While I agree with your conclusion
> While this analysis might be completely off, the simple fact that I could get even this information without much efforts is mind-boggling. With better setup it might be able to get more.
This can essentially be rephrased as "I don't know if what the LLM said is true or not but the fact it may or may not be correct is amazing!"
I don't know what the LLM said is true for sure but based on my experience in the field sounds plausible. The only way to know is to verify it.
Btw, LLMs are already used in vulnerability discovery and exploit development.
> The only way to know is to verify it.
Which you should've done before making such statements imo.

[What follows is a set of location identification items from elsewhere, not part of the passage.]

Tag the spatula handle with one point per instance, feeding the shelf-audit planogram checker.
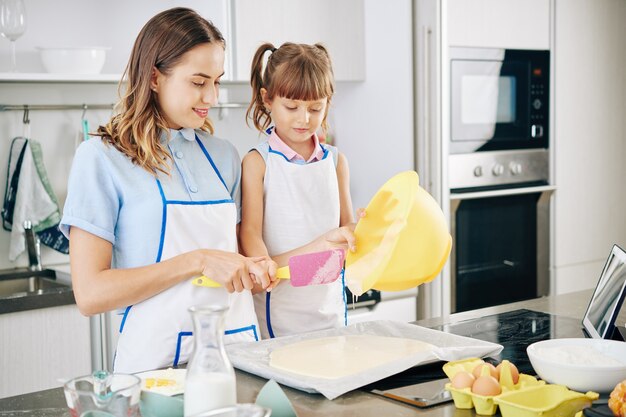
(202, 281)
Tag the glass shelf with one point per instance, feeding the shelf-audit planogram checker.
(44, 77)
(31, 77)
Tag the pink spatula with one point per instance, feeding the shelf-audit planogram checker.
(308, 269)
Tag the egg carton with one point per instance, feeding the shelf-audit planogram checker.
(529, 397)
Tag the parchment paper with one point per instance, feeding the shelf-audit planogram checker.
(253, 357)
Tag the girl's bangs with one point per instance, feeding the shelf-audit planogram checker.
(305, 84)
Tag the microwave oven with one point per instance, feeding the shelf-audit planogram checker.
(499, 99)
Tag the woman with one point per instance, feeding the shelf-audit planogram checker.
(153, 201)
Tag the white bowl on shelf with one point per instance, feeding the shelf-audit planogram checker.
(580, 364)
(73, 60)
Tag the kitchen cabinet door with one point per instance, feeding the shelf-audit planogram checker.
(39, 349)
(336, 24)
(589, 139)
(513, 24)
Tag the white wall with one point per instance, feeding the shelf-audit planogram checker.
(372, 120)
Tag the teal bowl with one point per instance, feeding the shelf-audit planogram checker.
(152, 404)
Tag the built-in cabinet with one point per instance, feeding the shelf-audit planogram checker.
(513, 24)
(40, 349)
(589, 138)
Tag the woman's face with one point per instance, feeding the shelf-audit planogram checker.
(192, 87)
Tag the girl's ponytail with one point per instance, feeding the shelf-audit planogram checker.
(256, 111)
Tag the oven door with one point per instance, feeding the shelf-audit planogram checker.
(501, 251)
(498, 99)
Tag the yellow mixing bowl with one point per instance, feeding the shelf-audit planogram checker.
(403, 240)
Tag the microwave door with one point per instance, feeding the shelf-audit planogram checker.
(489, 101)
(475, 99)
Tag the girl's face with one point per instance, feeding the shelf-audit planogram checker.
(296, 120)
(192, 87)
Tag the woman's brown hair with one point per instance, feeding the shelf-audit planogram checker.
(137, 127)
(294, 71)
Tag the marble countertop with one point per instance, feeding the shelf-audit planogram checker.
(51, 403)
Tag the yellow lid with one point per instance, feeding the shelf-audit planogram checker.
(403, 240)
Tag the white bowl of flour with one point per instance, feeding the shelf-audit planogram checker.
(580, 364)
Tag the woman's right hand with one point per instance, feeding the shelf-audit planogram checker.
(233, 271)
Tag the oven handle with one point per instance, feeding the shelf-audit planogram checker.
(505, 192)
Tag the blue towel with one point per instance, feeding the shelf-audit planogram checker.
(29, 196)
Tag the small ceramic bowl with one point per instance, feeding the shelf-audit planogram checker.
(580, 364)
(152, 404)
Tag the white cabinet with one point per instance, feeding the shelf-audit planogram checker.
(41, 348)
(336, 24)
(513, 24)
(589, 138)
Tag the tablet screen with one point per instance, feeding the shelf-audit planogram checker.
(608, 296)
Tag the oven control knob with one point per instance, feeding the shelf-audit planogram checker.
(515, 168)
(497, 170)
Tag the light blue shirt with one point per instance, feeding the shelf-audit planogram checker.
(118, 201)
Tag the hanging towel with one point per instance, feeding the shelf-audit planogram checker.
(29, 196)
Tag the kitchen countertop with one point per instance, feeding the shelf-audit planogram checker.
(53, 293)
(51, 403)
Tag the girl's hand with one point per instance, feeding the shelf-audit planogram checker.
(270, 281)
(341, 237)
(234, 271)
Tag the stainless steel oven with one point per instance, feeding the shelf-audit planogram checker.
(499, 175)
(499, 209)
(499, 99)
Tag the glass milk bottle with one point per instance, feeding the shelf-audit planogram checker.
(210, 381)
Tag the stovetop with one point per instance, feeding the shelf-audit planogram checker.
(514, 330)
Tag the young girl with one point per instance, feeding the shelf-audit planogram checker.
(295, 195)
(153, 201)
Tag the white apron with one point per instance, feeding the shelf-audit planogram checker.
(301, 202)
(157, 332)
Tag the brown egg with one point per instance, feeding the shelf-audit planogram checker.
(492, 370)
(487, 386)
(462, 380)
(513, 368)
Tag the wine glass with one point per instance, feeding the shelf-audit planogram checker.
(12, 24)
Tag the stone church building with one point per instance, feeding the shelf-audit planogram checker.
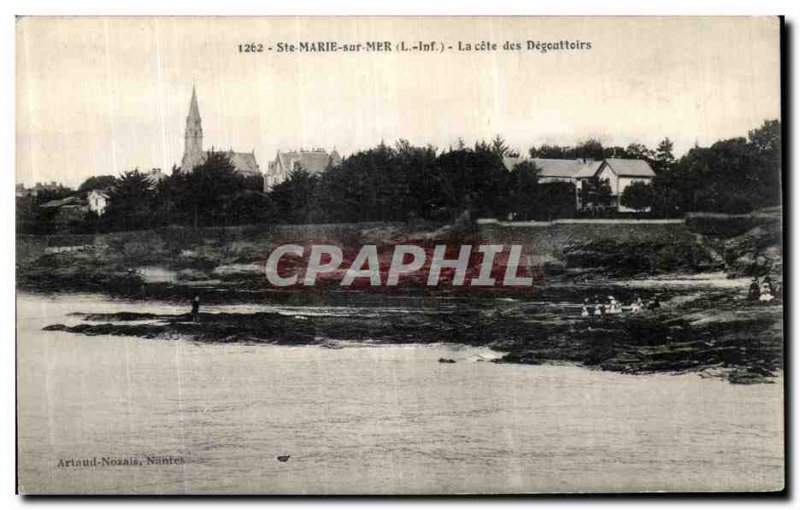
(193, 153)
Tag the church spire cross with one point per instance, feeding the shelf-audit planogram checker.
(194, 111)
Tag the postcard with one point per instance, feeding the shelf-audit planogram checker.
(399, 255)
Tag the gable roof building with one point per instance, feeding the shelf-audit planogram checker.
(618, 172)
(313, 161)
(551, 170)
(244, 163)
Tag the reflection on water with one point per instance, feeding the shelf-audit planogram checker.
(387, 419)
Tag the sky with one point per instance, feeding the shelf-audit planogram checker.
(100, 96)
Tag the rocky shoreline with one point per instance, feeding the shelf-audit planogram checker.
(714, 332)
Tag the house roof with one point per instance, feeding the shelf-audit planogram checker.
(312, 161)
(558, 168)
(630, 167)
(243, 162)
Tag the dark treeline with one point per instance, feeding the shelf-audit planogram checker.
(405, 182)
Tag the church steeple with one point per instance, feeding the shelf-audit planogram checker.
(193, 154)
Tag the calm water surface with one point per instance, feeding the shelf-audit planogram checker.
(368, 419)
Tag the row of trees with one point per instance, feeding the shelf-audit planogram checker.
(404, 182)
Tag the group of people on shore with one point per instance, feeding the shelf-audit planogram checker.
(763, 291)
(601, 308)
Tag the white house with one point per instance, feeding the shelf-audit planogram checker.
(314, 161)
(98, 201)
(621, 173)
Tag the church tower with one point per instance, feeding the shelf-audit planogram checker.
(193, 154)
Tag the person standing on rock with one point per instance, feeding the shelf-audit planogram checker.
(195, 308)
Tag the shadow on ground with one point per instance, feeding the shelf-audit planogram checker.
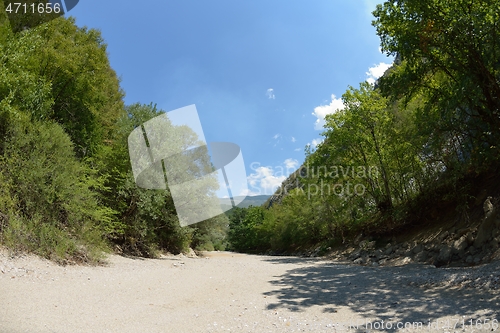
(377, 293)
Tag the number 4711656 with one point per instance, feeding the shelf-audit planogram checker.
(40, 8)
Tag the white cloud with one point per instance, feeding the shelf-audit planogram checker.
(265, 179)
(270, 93)
(321, 111)
(376, 71)
(291, 163)
(315, 142)
(248, 193)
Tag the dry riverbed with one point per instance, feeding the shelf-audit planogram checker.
(228, 292)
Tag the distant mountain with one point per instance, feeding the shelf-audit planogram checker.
(256, 200)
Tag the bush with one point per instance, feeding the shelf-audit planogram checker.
(50, 207)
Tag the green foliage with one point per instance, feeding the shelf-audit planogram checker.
(449, 52)
(52, 210)
(245, 229)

Checked. The answer is no (Claude Opus 4.5 with OpenCode). It wasn't even able to write a scanner to check for the vulnerability that worked. I gave it the diffs and various writeups, and the free access to the source and compiled index.js. It kept trying to cheat by editing the source to add a vulnerability and saying that it got an RCE
It's easier for a bad actor to get an exploit, than for an operator to test his own site if the upgrade succeded
An operator might not be able to upgrade at all!
Along the fixes, the advisories now need to contain detailed workarouds, firewall rules and other adhoc solutions to ensure they get quickly deployed.
I tend to agree. Cloudflare and Vercel were able to mitigate in the form of WAF rules, but it's not immediately clear what a user or vendor can do to implement mitigations themselves other than updating their dependencies (quickly!).
IMO the CVE announcement could have been better handled. This was a level 10. If other mitigations can are viable and you know about them, you have a responsibility to disclose them in order to best protect the safety of the billions of users of React applications.
I wonder how many applications are still vulnerable.
A guide for mitigation is way more useful so we can back port only the fix and test if the fix works.